L'employeur peut-il se contenter, comme semble l'indiquer la Haute juridiction dans la décision commentée, de mentionner l'impossibilité de reclasser ? Doit-il, au contraire, reprendre les motifs rendant impossible le reclassement ?


La Haute juridiction ne répond pas à cette question. Elle se contente, en effet, d'affirmer que l'inaptitude physique du salarié sans mention de l'impossibilité de reclassement ne constitue pas un motif précis de licenciement.


L'application de la jurisprudence relative à la lettre de licenciement et, singulièrement, à sa motivation, semble militer dans le sens de la plus grande précision. Il est, en effet, de jurisprudence constante que c'est la lettre de licenciement qui fixe les limites du litige et que l'employeur ne peut se contenter de se référer à un courrier antérieur ou postérieur pour motiver la rupture, à moins que ce courrier soit annexé à la lettre de licenciement (Ass. plén., 27 novembre 1998, n° 96-44.358, Comité économique agricole des fruits et légumes Rhône-Alpes N° Lexbase : A3017AGT).


Dans l'attente de plus de précision de la Cour de cassation, il semble utile de conseiller aux employeurs, soit de reprendre dans la lettre de licenciement l'intégralité de la lettre de notification de l'impossibilité de reclassement, soit d'annexer à la lettre de licenciement dans laquelle il sera fait mention de l'impossibilité de reclassement, la lettre de notification.


La sanction du défaut de motivation de la lettre étant particulièrement lourde, 12 mois de salaire minimum (C. trav., art. L. 122-32-7 N° Lexbase : L5525ACM art. L. 1226-15, recod. N° Lexbase : L9855HWW), mieux vaut prévenir que guérir.


Décision

Cass. soc., 9 avril 2008, n° 07-40.356, M. Striebel c/ Société Koehler, FS-P+B (N° Lexbase : A8939D79)
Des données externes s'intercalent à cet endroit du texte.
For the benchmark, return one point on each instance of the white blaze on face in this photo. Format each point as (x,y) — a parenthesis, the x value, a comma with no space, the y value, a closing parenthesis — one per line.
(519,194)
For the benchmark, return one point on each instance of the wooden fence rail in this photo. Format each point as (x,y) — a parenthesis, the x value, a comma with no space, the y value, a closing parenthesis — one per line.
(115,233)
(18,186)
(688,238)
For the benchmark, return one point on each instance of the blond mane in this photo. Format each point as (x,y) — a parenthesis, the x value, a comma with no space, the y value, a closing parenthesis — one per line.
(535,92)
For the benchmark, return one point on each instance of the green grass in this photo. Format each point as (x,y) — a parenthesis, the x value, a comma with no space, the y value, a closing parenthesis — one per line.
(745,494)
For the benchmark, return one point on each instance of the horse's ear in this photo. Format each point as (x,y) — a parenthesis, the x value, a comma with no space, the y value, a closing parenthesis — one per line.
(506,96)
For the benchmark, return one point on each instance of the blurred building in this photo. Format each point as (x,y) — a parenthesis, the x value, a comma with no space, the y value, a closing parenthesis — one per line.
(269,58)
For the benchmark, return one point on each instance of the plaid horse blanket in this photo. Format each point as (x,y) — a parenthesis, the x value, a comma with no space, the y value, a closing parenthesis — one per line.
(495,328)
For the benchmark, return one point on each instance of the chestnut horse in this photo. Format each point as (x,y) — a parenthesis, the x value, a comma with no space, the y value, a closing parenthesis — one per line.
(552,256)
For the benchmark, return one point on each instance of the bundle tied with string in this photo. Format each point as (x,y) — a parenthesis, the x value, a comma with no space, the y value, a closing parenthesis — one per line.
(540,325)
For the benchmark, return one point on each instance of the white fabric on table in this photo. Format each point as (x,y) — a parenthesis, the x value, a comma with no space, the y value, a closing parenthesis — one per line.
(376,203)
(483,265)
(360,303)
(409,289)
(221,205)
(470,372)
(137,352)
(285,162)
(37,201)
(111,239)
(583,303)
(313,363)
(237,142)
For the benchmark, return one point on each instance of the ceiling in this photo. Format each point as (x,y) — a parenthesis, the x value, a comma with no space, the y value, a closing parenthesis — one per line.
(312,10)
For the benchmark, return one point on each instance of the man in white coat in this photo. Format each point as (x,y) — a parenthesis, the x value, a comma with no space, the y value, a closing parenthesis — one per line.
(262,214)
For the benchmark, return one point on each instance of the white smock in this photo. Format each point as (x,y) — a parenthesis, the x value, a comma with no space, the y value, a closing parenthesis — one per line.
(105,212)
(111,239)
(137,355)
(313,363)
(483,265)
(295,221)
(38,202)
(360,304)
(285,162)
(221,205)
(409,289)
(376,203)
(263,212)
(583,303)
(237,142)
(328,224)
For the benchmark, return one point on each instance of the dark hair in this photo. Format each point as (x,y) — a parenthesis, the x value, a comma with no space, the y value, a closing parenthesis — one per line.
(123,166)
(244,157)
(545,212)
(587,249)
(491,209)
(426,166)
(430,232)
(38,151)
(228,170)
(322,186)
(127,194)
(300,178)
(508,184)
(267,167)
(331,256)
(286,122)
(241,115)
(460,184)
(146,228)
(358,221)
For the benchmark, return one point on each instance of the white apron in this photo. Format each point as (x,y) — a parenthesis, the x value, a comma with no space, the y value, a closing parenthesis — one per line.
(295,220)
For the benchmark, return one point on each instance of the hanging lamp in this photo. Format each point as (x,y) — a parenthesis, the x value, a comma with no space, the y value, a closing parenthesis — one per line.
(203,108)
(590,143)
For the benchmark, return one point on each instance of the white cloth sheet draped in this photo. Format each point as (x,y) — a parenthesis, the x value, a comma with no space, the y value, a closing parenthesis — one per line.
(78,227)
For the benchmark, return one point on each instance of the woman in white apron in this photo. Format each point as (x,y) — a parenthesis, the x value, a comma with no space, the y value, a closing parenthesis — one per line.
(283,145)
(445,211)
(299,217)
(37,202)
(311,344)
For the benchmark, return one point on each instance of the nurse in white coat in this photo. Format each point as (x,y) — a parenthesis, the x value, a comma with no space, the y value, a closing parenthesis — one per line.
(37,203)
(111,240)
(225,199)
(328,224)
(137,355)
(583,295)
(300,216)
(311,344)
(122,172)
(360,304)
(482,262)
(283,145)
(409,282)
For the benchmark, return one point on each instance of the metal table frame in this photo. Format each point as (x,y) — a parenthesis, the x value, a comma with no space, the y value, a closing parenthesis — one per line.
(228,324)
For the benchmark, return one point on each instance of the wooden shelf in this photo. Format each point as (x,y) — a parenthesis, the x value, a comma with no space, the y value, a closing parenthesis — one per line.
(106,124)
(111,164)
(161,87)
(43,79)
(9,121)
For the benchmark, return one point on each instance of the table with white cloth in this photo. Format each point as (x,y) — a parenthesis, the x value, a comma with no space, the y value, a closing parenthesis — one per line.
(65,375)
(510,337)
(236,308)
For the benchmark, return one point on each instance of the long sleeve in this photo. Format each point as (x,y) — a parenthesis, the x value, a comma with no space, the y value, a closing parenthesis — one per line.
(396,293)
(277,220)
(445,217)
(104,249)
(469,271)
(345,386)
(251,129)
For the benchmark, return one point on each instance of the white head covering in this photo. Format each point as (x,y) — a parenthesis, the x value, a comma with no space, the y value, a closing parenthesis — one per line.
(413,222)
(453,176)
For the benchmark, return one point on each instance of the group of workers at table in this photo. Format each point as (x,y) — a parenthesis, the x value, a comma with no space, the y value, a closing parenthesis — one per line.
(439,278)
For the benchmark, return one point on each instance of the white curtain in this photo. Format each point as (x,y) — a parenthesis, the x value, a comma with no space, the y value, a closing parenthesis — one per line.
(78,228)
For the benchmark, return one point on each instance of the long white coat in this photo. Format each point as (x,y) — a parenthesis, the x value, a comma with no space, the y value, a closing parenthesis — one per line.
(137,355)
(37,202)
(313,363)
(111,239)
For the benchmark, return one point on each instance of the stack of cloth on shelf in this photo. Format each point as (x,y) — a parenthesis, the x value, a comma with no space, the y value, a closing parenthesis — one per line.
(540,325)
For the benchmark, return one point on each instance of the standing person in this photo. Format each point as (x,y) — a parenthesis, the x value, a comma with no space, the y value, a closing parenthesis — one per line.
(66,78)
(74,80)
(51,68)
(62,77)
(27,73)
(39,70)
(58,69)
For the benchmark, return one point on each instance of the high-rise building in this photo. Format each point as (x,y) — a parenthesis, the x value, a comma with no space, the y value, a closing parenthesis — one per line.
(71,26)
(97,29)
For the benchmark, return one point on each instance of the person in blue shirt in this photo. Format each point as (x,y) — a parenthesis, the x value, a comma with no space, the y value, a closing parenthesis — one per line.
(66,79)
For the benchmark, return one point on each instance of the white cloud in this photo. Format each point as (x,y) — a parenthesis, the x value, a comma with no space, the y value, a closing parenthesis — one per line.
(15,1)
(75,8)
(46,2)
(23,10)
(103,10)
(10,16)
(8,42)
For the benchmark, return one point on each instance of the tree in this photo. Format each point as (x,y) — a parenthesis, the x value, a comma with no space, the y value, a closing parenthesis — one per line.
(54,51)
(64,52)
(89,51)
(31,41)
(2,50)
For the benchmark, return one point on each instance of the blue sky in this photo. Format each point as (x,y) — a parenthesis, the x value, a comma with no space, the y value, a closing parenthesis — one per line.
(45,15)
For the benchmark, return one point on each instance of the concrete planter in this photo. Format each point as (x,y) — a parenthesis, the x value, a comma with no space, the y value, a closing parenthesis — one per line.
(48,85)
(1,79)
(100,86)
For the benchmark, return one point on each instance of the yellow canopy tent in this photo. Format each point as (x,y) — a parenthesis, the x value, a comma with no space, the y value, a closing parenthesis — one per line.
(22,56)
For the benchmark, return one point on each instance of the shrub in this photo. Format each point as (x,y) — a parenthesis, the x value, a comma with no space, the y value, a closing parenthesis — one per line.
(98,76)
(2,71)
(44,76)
Cassation partielle de CA Colmar, ch. soc., sect. A, 6 avril 2006 et 23 novembre 2006

Mots clefs : inaptitude physique ; déclaration d'inaptitude à tout poste dans l'entreprise ; impossibilité de reclassement ; contenu de la lettre de licenciement ; degré de précision ; mention de l'impossibilité de reclassement ; insuffisance de la mention de l'inaptitude physique du salarié.